We now define the training function that will be used by Ray Tune. For each set of hyperparameters, we initialize a Random Forest and train on the data, either with or without added folds of MixUp data. We then evaluate on some metrics of interest.

# Fixes the issue "AttributeError: 'ConsoleBuffer has no attribute 'fileno'"
import sys
sys.stdout.fileno = lambda: False

from sklearn import metrics
import numpy as np

from sklearn.ensemble import RandomForestRegressor

def training_function(config, checkpoint_dir=None):
    # Hyperparameters
    n_estimators, max_depth, mixup_folds = config["n_estimators"], config["max_depth"], config["mixup_folds"]
    
    X_train_data = X_train_base.copy()
    y_train_data = y_train_base.copy()
    
    for i in range(mixup_folds):
      X_mixed, y_mixed = create_mixup(X_train_base, y_train_base, 0.2)
      X_train_data = np.concatenate([X_train_data, X_mixed])
      y_train_data = np.concatenate([y_train_data, y_mixed])
    
    # Instantiate model with n_estimators decision trees
    rf = RandomForestRegressor(n_estimators = n_estimators, max_depth = max_depth, random_state = 1)
    # Train the model on training data
    rf.fit(X_train_data, y_train_data)
    
    """
    Logg the results
    """
    
    #x_mix, y_mix = mixup_data( x_val, y_val)
    #mix_loss, mix_acc = model.evaluate( x_mix, y_mix )
    y_pred_probs = rf.predict(X_test)
    y_pred = np.zeros_like(y_pred_probs)
    y_pred[np.arange(len(y_pred_probs)), y_pred_probs.argmax(1)] = 1
    val_acc = np.mean(np.argmax(y_test,1) == np.argmax(y_pred,1))
    
    y_pred_probs = rf.predict(X_train_base)
    y_pred = np.zeros_like(y_pred_probs)
    y_pred[np.arange(len(y_pred_probs)), y_pred_probs.argmax(1)] = 1
    train_acc = np.mean(np.argmax(y_train_base,1) == np.argmax(y_pred,1))
    
    mean_loss = 1
    
    tune.report(mean_loss=mean_loss, train_accuracy = train_acc, val_accuracy = val_acc)

Finally, we run the actual hyperparameter search in a distributed fashion. Regarding the amount of MixUp data, we try using no MixUp, or we add 2 folds, effectively tripling the size of the data set.

from ray import tune
from ray.tune import CLIReporter
# Limit the number of rows.
reporter = CLIReporter(max_progress_rows=10)

reporter.add_metric_column("val_accuracy")
reporter.add_metric_column("train_accuracy")



analysis = tune.run(
    training_function,
    config={
      'n_estimators': tune.grid_search([10, 20]),
      'max_depth': tune.grid_search([5, 10]),
      'mixup_folds': tune.grid_search([0, 2])
    },
    local_dir='ray_results',
    progress_reporter=reporter
) 

print("Best config: ", analysis.get_best_config(
    metric="val_accuracy", mode="max"))

#Get a dataframe for analyzing trial results.
df = analysis.results_df

Let's look at the data from the different trials to see if we can conclude anything about the efficacy of MixUp.

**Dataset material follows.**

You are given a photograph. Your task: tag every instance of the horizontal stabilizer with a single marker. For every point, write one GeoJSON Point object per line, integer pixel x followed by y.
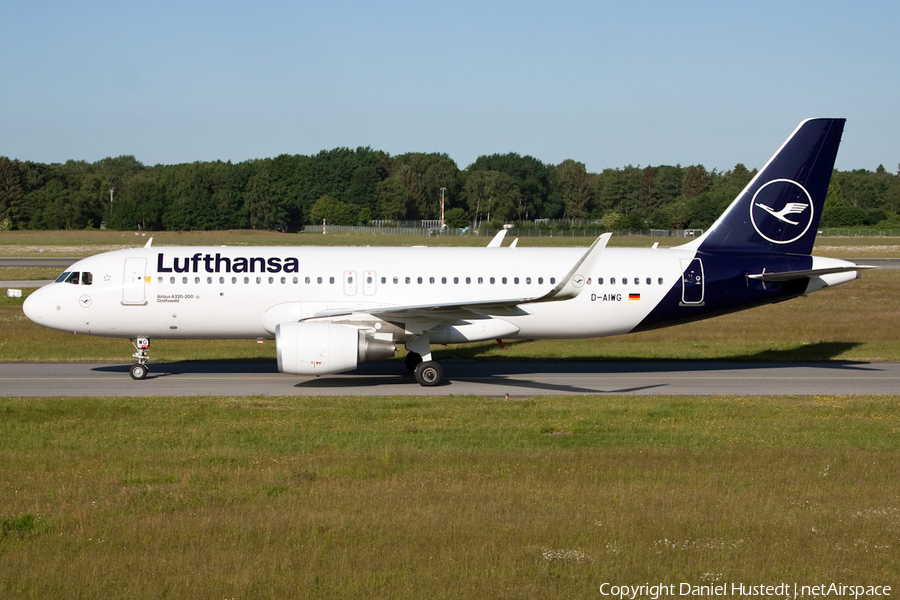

df[['config.n_estimators', 'config.max_depth', 'config.mixup_folds', 'train_accuracy', 'val_accuracy']]

	config.n_estimators	config.max_depth	config.mixup_folds	train_accuracy	val_accuracy
trial_id
7e269_00000	10	5	0	0.735533	0.728100
7e269_00001	10	10	0	0.887033	0.835733
7e269_00002	10	5	2	0.729433	0.720333
7e269_00003	10	10	2	0.888467	0.827867
7e269_00004	20	5	0	0.734367	0.729667
7e269_00005	20	10	0	0.888367	0.837833
7e269_00006	20	5	2	0.724567	0.715700
7e269_00007	20	10	2	0.865267	0.818967

Conclusions

Based on the results, MixUp does not seem to help in this context. The validation accuracy achieved with MixUp is actually slightly lower than without it. The reasons for this may be that the data is too simple, that Random Forests cannot fully utilize the power of MixUp augmentation due to not being iterative, or that the piecewise constant nature Decision Trees means that MixUp cannot help too much.